LifePath® funds seeks to smooth the ride for investors

Mar 5, 2021
  • BlackRock

LifePath seeks to provide a diversified asset allocation solution that adjusts over time to appropriately balance growing investments when young and a more conservative risk allocation when approaching retirement. Though the COVID-19 pandemic sent markets plunging in the first quarter of 2020, the LifePath funds weathered the volatility and finished the year with strong returns.

Nick Nefouse, Head of Retirement Solutions and Global Head of LifePath, and Partha Mamidipudi, LifePath’s Head of Human Capital Research, identify three key areas of interest for LifePath's 2020 performance and discuss the team’s priorities moving forward.

What happened in 2020?

LifePath had a very strong 2020. Three developments are especially noteworthy: equity markets’ remarkable recovery after steep first-quarter losses; the strong performance of high-quality fixed income; and the discipline younger investors showed as they stayed invested through the market downturn.

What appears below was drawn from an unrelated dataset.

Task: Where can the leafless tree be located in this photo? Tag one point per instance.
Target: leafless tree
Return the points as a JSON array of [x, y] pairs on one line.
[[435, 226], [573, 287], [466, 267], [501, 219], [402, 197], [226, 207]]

Worries about the pandemic’s impact on the economy and the markets caused major losses across risk assets at the beginning of the year. Our funds declined as well, but then benefited as equities rallied in the second quarter and continued their upward trend over the rest of the year. Large cap technology stocks drove the early stages of the rebound. Gains broadened toward the end of the year, as government stimulus and positive news about vaccine development drove a rotation into small cap and emerging markets stocks.

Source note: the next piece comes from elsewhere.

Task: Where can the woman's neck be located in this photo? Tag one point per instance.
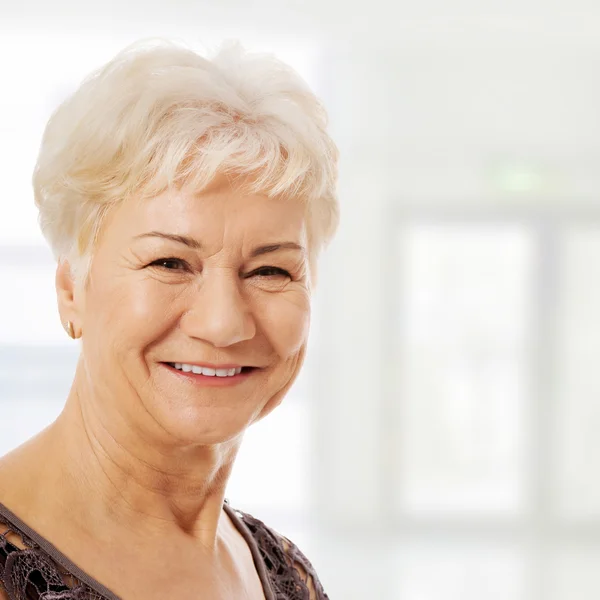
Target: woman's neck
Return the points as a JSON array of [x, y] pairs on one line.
[[110, 479]]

High-quality fixed income assets performed very well during the first quarter of 2020—to be expected in a down equity market. In a more surprising development, the trend continued through the rest of the year as stocks recovered. Additionally, Treasury inflation-protected securities (TIPS) posted very strong returns, as economists late in the year began anticipating a possible rise in inflation.

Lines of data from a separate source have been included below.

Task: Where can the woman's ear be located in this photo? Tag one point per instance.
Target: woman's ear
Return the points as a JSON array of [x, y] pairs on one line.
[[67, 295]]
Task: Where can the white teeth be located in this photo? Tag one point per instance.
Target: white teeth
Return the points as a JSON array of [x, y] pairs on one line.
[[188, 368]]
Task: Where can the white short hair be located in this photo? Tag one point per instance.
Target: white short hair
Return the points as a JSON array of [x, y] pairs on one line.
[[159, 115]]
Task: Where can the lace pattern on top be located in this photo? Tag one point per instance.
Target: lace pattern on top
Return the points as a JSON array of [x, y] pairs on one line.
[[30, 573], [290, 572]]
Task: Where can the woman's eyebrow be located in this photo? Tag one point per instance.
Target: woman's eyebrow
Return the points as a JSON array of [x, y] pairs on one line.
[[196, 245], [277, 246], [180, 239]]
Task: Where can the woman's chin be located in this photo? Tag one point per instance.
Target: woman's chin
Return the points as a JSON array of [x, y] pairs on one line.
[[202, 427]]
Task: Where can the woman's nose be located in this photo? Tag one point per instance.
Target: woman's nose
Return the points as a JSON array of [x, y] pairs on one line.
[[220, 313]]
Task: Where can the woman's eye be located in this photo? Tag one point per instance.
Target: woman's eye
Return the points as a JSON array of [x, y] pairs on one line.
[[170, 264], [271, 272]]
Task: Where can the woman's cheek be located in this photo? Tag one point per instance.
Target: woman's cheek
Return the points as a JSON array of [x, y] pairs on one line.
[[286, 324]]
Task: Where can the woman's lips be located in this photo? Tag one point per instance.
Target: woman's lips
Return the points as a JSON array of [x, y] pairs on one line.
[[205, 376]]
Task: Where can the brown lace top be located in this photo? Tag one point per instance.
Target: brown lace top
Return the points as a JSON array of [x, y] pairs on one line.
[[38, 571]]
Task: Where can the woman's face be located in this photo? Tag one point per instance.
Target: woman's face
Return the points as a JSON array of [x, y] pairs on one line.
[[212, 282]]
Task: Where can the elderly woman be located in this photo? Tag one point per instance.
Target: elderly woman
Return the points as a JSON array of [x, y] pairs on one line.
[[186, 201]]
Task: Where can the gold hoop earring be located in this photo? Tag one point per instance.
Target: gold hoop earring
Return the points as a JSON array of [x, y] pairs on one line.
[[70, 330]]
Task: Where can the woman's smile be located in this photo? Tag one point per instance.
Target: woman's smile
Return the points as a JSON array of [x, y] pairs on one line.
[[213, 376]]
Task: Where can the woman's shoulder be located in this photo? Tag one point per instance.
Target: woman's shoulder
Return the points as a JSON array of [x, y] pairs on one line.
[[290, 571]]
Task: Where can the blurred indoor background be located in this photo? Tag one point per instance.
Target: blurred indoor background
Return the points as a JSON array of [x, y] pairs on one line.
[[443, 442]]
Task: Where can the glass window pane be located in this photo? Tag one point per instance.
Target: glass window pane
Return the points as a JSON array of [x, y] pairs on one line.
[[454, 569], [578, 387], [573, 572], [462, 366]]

We monitor our funds' inflows and outflows very closely. Fund flows performed much as we would have predicted in 2020. Young investors had very low outflows through the market’s first-quarter downturn, a trend we found encouraging but not surprising—young investors tend not to trade much.

We saw more outflows among older investors. Their behavior is consistent with our understanding that investors closer to retirement tend to be more risk-averse. But it’s noteworthy that the outflows came even as the LifePath funds held up well relative to many peers through the market’s decline.

Planning for prosperity and dignity

The market selloff in the early days of the pandemic underscored the importance of well-diversified portfolios, including fixed-income allocations appropriate for the investor’s life stage.  One way we hope to improve outcomes is by varying the exposure to core fixed-income sectors over the investor’s lifetime, allowing us to efficiently harness term and credit premiums. We're also looking at ways to add return and improve diversification, potentially through allocations to private markets and alternatives.

Meanwhile, we're working to build even stronger strategies for decumulation and spending in retirement. Technology developments will help us further personalize retirement income investment solutions.

As we move into 2021, the fundamental goals of LifePath remain the same: to provide a prosperous and dignified retirement experience to all of our participants.